I guess many people would agree with me that uname -p is just a nice and convenient method to get processor type, no need to grep /proc or anything as such. Thus I’d expect it to work.

Ubuntu test

To proof myself I am not making things up, I invoked the same command on the Ubuntu (instead of Arch Linux where the issue is present):

[admin@ubuntu ~]$ uname -p
armv7l

It looks all good here as expected.

Investigating coreutils

Where does uname reads data from? Let’s see the sources.
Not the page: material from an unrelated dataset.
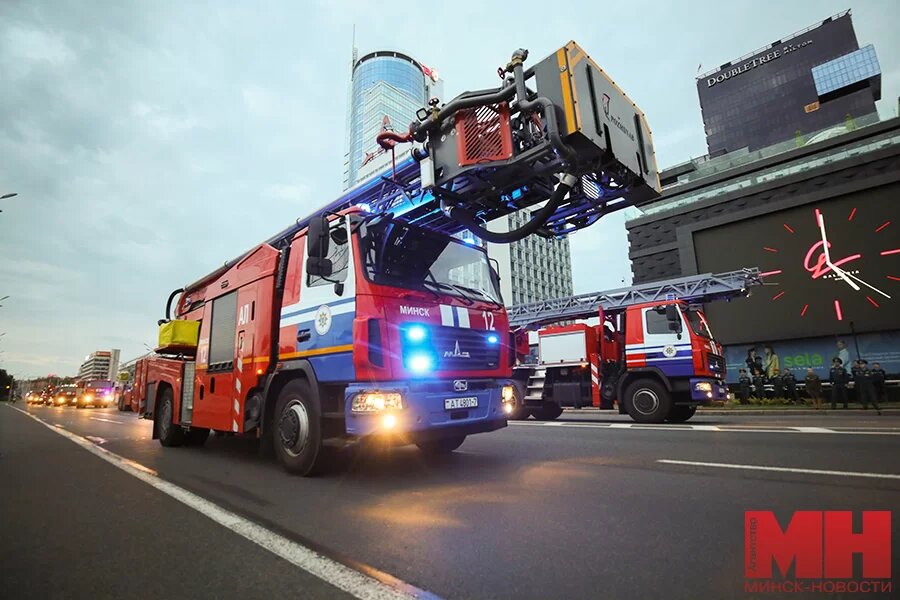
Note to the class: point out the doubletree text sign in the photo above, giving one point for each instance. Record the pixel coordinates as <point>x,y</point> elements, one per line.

[admin@od1 arch]$ yay -Gf $(pkgfile -s $(which uname))
:: Querying AUR...
:: Downloaded PKGBUILD from ABS (1/1): coreutils

PKGBUILD indicates coreutils-8.31, let’s look at src/uname.c which looks like this:

  if (toprint & PRINT_PROCESSOR)
    {
      char const *element = unknown;
#if HAVE_SYSINFO && defined SI_ARCHITECTURE
      {
        static char processor[257];
        if (0 <= sysinfo (SI_ARCHITECTURE, processor, sizeof processor))
          element = processor;
      }
#endif
#ifdef UNAME_PROCESSOR
      if (element == unknown)
        {
          static char processor[257];
          size_t s = sizeof processor;
          static int mib[] = { CTL_HW, UNAME_PROCESSOR };
          if (sysctl (mib, 2, processor, &s, 0, 0) >= 0)
            element = processor;

# ifdef __APPLE__
          /* This kludge works around a bug in Mac OS X.  */
          if (element == unknown)
            {
              cpu_type_t cputype;
              size_t cs = sizeof cputype;
              NXArchInfo const *ai;
              if (sysctlbyname ("hw.cputype", &cputype, &cs, NULL, 0) == 0
                  && (ai = NXGetArchInfoFromCpuType (cputype,
                                                     CPU_SUBTYPE_MULTIPLE))
                  != NULL)
                element = ai->name;

              /* Hack "safely" around the ppc vs. powerpc return value. */
              if (cputype == CPU_TYPE_POWERPC
                  && STRNCMP_LIT (element, "ppc") == 0)
                element = "powerpc";
            }
# endif
        }
#endif
      if (! (toprint == UINT_MAX && element == unknown))
        print_element (element);

Reading the code:

  • SI_ARCHITECTURE – comes from solaris so we’re ignoring sysinfo syscall for now
  • UNAME_PROCESSOR – this is the gateway to sysctl syscall that works on i.e FreeBSD but no longer on Linux (kernel 5.5 patch)
  • APPLE – nope, not apple this time

No branch entered, so the default unknown is set.

Mailing list

It seems it was never there or at least removed when sysctl was deprecated a decade ago. Quick googling led me to this discussion where it’s explained:

Linux doesn’t support the relevant sysinfo (Solaris-style) or sysctl (BSD-style) system calls

Coreutils team seems to be hesitant to apply proposed patches, voting for making the Linux syscall support it “the right way”:

I’d rather have the Linux folks support this stuff in their system calls; that’s where it belongs

Patch

Yup, it seems the Ubuntu/Fedora patches the coreutils with uname syscall:

+#else
+      {
+    struct utsname u;
+    uname(&u);
+    element = u.machine;

Conclusion

It’s still odd to me the above patch isn’t pushed upstream. In any case, once I applied the patch, uname works the way I expected (y).

Overall I am not a picky user, but those small things can be annoying sometimes.